Modify webhelp-responsive index

Post here questions and problems related to editing and publishing DITA content.
qualler
Posts: 15
Joined: Fri Jan 26, 2018 8:05 pm

Modify webhelp-responsive index

Post by qualler »

Hi, I'm looking at https://www.oxygenxml.com/doc/versions/ ... rview.html

Which explains that:

whr-search-index
Processes the generated HTML (for all DITA topics) to generate an index file. This index is used to implement the WebHelp search function.

is the last step in the publishing process. I was searching the help and couldn't find how to customize the index to include elements we've added on the page, such as the root element id and the CCMS guid for traceability purposes.
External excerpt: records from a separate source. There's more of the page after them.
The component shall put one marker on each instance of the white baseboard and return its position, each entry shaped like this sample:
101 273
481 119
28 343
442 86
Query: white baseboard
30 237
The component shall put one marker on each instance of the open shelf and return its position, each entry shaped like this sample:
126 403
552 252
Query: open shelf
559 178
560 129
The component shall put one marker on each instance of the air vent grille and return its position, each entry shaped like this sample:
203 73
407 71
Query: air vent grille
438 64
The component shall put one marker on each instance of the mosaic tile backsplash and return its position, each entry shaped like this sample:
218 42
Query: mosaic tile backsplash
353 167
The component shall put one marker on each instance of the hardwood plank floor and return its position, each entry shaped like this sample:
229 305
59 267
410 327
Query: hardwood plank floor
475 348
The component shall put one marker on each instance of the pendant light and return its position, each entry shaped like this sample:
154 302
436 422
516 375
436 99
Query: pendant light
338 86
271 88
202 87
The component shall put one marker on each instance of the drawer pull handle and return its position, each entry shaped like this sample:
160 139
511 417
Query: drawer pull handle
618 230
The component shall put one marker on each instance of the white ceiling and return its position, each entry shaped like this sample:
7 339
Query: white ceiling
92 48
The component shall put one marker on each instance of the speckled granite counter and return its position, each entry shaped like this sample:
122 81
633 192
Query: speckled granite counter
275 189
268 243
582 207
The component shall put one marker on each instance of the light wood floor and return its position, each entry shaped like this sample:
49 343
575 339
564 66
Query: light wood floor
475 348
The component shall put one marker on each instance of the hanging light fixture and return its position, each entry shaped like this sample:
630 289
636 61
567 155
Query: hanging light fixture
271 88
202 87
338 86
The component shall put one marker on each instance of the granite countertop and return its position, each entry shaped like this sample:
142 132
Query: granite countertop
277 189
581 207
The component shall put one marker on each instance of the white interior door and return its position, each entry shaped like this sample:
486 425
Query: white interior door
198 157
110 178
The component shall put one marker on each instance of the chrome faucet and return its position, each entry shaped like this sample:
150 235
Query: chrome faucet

How can this indexing be modified? :D

Justin
radu_pisoi
Posts: 403
Joined: Thu Aug 21, 2003 11:36 am
Location: Craiova
Contact:

Re: Modify webhelp-responsive index

Post by radu_pisoi »

Hi,

Unfortunately, there is no extension point that allow you to modify the search index.

I have added an improvement request in our internal issue tracker to add a parameter that allow you to set additional elements and attributes to be indexed.
Radu Pisoi
<oXygen/> XML Editor, Schema Editor and XSLT Editor/Debugger
http://www.oxygenxml.com
steinbacherGE
Posts: 55
Joined: Tue Mar 13, 2018 6:07 pm

Re: Modify webhelp-responsive index

Post by steinbacherGE »

I'm working with Justin on this. Here's a screenshot of a sample HTML output file that contains the ID attribute values that we would like to be indexed so they show up as search results.

HTML output:
header-IDs.png
header-IDs.png (7.09 KiB) Viewed 3223 times
HTML source:
Topic&CCMS-ID.png
Topic&CCMS-ID.png (28.79 KiB) Viewed 3223 times
Is there currently anyway pull in these values so they show up in search results?

Thanks,

Leroy Steinbacher
beniamin_savu
Posts: 30
Joined: Fri Jan 22, 2021 11:05 am

Re: Modify webhelp-responsive index

Post by beniamin_savu »

Hi,

The id value is displayed in the content area, so it should be indexed by the search engine. From these images we don't see any problem.

For further investigations, it would be very useful to create a minimal valid sample project (DITA Map + topic) that you can send us for analysis. You can send the files to support@oxygenxml.com. Also, please specify the WebHelp version.

Best reagards,
Beniamin Savu
Oxygen WebHelp Team
http://www.oxygenxml.com
steinbacherGE
Posts: 55
Joined: Tue Mar 13, 2018 6:07 pm

Re: Modify webhelp-responsive index

Post by steinbacherGE »

We have not been able to attach samples by email, so we setup a shared folder for support@oxygenxml.com.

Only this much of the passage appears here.